I have a helper base class for certain structs that uses CRTP to help me get some information about them:

template <class T>
struct MyHelper
{
    size_t size() const { return sizeof(T); }
};

I already have structs using this defined in various libraries in my code base, and I would like to have a way to log them. My first idea was something like this:

template <class T>
struct MyHelper
{
    size_t size() const { return sizeof(T); }
    virtual void print(std::ostream& out) const { out << "(" << sizeof(T) << ")"; }
};

but then I realized that wouldn't work for a couple reasons - one of them being adding virtual actually changes the size beyond just the POD data.

Is there a way, without the virtual keyword, for me to have a default toStr method which uses the above implementation unless the particular derived class T has an implementation in which case it defers to that?

Answer 1

I think the most straightforward way to do something like this is to dispatch to a different non-virtual function that the derived class can shadow if it so desires. For example:

template <class T>
struct MyHelper
{
  size_t size() const { return sizeof(T); }

  void print(std::ostream &out) const {
    // Cast to derived, call do_print.

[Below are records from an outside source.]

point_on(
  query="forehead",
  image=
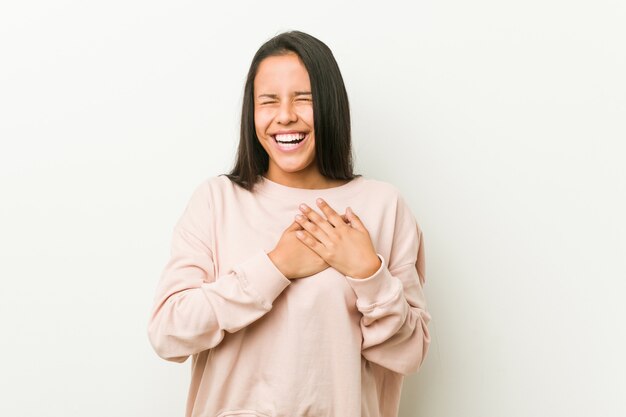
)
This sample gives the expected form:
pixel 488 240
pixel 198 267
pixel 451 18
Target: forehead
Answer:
pixel 286 71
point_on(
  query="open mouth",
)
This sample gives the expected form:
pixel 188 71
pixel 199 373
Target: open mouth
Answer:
pixel 290 141
pixel 291 138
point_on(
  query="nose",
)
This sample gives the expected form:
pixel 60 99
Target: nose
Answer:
pixel 286 113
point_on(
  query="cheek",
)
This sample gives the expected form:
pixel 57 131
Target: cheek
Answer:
pixel 306 114
pixel 262 119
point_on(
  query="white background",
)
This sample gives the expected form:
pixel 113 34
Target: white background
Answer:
pixel 503 123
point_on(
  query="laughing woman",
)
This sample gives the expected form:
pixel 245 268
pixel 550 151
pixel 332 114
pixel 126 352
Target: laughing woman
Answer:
pixel 288 301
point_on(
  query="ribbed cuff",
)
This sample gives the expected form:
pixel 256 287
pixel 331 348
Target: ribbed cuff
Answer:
pixel 260 273
pixel 376 289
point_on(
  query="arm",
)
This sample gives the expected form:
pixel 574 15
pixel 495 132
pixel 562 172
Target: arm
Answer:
pixel 395 319
pixel 192 309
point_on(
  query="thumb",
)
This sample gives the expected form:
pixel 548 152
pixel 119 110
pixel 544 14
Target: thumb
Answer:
pixel 294 226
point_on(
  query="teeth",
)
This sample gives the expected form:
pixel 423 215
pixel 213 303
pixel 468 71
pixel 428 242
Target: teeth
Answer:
pixel 289 137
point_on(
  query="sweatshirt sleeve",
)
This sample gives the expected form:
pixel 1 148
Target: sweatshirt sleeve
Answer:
pixel 395 318
pixel 192 307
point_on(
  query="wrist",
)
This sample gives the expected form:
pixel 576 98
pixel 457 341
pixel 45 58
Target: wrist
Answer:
pixel 370 270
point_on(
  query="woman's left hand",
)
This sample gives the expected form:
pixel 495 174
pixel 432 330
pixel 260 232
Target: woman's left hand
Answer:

This will be derived's do_print
    // if it exists and MyHelper's otherwise.
    static_cast<T const*>(this)->do_print(out);
  }

  void do_print(std::ostream& out) const {
    out << "(" << sizeof(T) << ")";
  }
};


struct A : MyHelper<A> {
  // no do_print, so MyHelper<A>'s will be used
  int x;
};

struct B : MyHelper<B> {
  // B's do_print is found and used in MyHelper<B>::print
  void do_print(std::ostream &out) const {
    out << "Hello!\n";
  }
};

template<typename T>
void foo(MyHelper<T> const &r) {
  r.print(std::cout);
}

int main() {
  A a;
  B b;

  foo(a);
  foo(b);
}

Output:

(4)Hello!

You could probably also build something with SFINAE that doesn't need a second member function, but I doubt the added complexity would be worth it.